Thoughts on the opposition | Dawn

This article was published in Dawn on July 03, 2021 and is available at the following link

https://www.dawn.com/news/1632897/thoughts-on-the-opposition

THERE has been frequent and sometimes harsh criticism of the PTI-led federal government for its performance and quality of governance since the beginning of its tenure. There will, in all likelihood, be many more critical commentaries as the federal government completes three years next month but there has been relatively much less analysis on how the opposition has performed during this period.

Obviously, the performance of parties out of power cannot be as important or interesting to people as are the failings and achievements of the ruling party, because it is the decisions and policies adopted by the latter which affect daily life. But in a functioning parliamentary democracy, the opposition is considered the government-in-waiting and its performance, especially the ability to undertake effective oversight of the executive, also has a deep impact on the quality of democracy and governance of a country.

The conduct of the opposition shows it hasn’t done its homework on many fronts.

Granted, the opposition in Pakistan had been facing quite a challenging time since the current political set-up took over after the July 2018 general election. Partly it may be attributed to what the opposition terms as a politically motivated and one-sided accountability process in which a number of senior leaders of the opposition have been sent behind bars for extended periods of time, without any conviction by a court of law. Despite the grant of bail by various courts, almost the entire senior leadership of the two largest opposition parties — the PML-N and PPP — regularly appear before one court or the other in multiple cases while new cases continue to be registered against them.

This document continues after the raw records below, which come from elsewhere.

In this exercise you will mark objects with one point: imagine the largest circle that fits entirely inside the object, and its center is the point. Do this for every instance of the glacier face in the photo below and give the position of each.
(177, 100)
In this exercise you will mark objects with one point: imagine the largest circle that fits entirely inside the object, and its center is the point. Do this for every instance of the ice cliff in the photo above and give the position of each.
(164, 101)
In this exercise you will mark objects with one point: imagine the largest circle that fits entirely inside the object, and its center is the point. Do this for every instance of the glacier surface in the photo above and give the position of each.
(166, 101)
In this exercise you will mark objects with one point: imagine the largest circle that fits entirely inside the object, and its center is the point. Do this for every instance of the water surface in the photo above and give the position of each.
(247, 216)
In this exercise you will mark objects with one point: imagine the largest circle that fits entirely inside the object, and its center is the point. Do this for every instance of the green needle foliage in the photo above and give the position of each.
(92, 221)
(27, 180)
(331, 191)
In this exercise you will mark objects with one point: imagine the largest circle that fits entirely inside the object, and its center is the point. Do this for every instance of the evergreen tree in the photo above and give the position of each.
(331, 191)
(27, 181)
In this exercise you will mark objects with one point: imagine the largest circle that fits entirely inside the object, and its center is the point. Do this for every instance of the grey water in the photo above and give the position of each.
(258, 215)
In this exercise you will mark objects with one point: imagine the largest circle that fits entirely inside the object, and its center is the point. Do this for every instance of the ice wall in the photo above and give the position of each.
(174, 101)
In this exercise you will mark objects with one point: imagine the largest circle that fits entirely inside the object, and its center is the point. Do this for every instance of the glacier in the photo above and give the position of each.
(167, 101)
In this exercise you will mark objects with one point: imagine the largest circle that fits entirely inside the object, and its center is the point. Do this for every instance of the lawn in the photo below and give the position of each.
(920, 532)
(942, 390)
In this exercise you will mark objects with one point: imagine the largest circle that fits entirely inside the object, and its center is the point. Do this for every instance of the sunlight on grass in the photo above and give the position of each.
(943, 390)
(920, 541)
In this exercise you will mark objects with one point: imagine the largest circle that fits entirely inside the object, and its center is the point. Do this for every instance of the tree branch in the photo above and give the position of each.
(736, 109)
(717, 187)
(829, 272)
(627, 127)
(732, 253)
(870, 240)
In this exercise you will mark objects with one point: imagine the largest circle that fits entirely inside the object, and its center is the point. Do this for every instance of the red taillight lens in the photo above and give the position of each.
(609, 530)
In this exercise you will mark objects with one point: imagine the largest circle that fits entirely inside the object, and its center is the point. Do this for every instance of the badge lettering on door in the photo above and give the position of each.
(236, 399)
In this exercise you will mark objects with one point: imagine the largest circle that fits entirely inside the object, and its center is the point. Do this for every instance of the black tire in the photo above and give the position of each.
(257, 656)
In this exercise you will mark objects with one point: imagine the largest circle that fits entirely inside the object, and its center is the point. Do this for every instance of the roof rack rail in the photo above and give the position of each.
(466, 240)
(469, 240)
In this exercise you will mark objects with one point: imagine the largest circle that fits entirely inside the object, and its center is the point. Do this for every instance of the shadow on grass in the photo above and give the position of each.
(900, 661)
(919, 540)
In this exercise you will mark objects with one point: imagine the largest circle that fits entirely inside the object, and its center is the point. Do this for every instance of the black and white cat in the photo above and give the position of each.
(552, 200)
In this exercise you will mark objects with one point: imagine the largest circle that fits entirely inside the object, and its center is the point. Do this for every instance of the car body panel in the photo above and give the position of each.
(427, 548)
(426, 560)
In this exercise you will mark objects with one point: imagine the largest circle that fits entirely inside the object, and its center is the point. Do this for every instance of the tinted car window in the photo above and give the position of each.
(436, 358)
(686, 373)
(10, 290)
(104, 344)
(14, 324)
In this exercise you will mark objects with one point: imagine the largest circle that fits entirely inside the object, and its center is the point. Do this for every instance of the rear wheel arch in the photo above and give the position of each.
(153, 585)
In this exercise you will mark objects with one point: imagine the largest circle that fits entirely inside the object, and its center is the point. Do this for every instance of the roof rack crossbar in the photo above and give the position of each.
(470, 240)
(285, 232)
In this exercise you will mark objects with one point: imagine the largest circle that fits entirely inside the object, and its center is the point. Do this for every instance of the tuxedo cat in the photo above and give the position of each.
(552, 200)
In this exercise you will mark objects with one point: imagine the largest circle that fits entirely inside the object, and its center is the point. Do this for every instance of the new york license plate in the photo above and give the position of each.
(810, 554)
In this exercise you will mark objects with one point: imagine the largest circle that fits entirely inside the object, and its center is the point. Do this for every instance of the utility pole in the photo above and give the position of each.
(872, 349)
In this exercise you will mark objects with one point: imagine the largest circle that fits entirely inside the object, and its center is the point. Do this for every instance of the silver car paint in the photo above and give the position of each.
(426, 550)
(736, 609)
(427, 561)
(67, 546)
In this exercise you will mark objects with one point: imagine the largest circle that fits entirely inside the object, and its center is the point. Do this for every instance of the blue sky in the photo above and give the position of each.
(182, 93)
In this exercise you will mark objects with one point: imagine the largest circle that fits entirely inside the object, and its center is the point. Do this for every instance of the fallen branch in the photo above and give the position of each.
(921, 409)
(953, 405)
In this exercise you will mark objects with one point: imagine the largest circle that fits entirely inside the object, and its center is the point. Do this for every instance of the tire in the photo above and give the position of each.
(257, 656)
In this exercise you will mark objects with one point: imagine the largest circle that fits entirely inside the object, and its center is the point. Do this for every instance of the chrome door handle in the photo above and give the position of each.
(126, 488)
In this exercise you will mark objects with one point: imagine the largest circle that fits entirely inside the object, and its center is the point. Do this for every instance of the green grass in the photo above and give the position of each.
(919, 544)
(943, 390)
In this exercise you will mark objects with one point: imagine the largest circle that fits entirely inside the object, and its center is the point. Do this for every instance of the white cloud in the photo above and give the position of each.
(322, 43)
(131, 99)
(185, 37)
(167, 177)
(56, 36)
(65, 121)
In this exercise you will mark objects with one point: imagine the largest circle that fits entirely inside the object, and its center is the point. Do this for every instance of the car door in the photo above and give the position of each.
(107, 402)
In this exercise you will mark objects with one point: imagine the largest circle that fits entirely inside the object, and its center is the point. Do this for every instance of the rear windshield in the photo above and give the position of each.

Still, one must assess the performance of the opposition during the past three years. The most recent test of its performance came during the budget session of the National Assembly. Leader of the Opposition Shehbaz Sharif accompanied by PPP parliamentary leader Bilawal Bhutto-Zardari rejected the document presented by the finance minister and both vowed to block the passage of the budget. But about a fortnight later, the Finance Bill was passed without any major obstacle. The leader of the opposition was not in the house during voting because of the death of a close relative and Shahid Khaqan Abbasi who is next to Shehbaz Sharif in seniority within the PML-N was also away because of a court case. All in all, 25 MNAs or 15 per cent of the total strength of the opposition in the Assembly was absent at the time of the crucial vote compared to only 4pc to 7pc absentees from the treasury.

It is true that the opposition did not have the requisite numbers in the Assembly to block the passage of the Finance Bill and it is quite normal for a sitting government to have the budget passed from the legislature but the question arises as to why the leader of the opposition and the parliamentary leader of the PPP needed to throw an open challenge to the government, saying that the opposition would not only give it a ‘tough time’ during the budget debate but also block the bill’s passage. Secondly, the absence of 25 opposition MNAs indicated the lack of both fighting spirit and seriousness.

While the government has steamrollered 50 amendments to the Elections Act, 2017, in the National Assembly Standing Committee on Parliamentary Affairs and the National Assembly plenary, thus compromising the spirit of democracy, the opposition has not been able to document and articulate its position on each of the proposed electoral reforms. The Election Commission of Pakistan (ECP), on the other hand, had done its homework. It pointed out apparent conflict of some of the proposed amendments with the Constitution and raised serious issues about some others.

Both major opposition political parties have rejected the proposed use of electronic voting machines and voting for overseas Pakistanis from their countries of residence, but the leader of the opposition sprang a surprise by proposing reserved National Assembly and Senate seats for this category of Pakistanis, without providing details for evaluation of this novel idea proposed for the first time by a mainstream political party. Apparently, no serious homework had been done by his own party, and it seems that other opposition parties had also not been taken into confidence. This new proposal is in conflict with his party’s earlier stand that overseas Pakistanis are far removed from the ground realities in the country and therefore unfit to exercise their right to vote as informed voters unless they come to the country.

The PML-N proposal that the ECP should host meetings to develop multiparty consensus on the proposed electoral reforms is also in conflict with the traditional party stand on parliament’s superior status. In the past, the PML-N successfully developed multiparty consensus and involved the ECP in consultations but all that was done at the forum of the Parliamentary Committee on Electoral Reforms which eventually led to the passage of the Elections Act, 2017. Even now, consensus on the proposed amendments to Elections Act, 2017, should be developed from within parliament and the ECP should not be involved in something which is parliament’s forte. The opposition leader has also mooted an all-parties conference on electoral reforms but the proposal, it seems, has been deferred.

The conduct of the opposition in the past three years, in general, has shown that serious homework is missing in most of its decisions. The past PDM (except for the PPP) proposal of boycotting the Senate election under the misconceived expectation that it would render the electoral college incomplete and defer the Senate election is a case in point. The idea of en masse resignations from the legislatures was equally ill-conceived.

The remaining two years of the PTI-led government are extremely important for the government and the opposition. Mere slogans will not suffice; serious homework on crucial issues and effective public articulation of well-considered ideas are critical for both.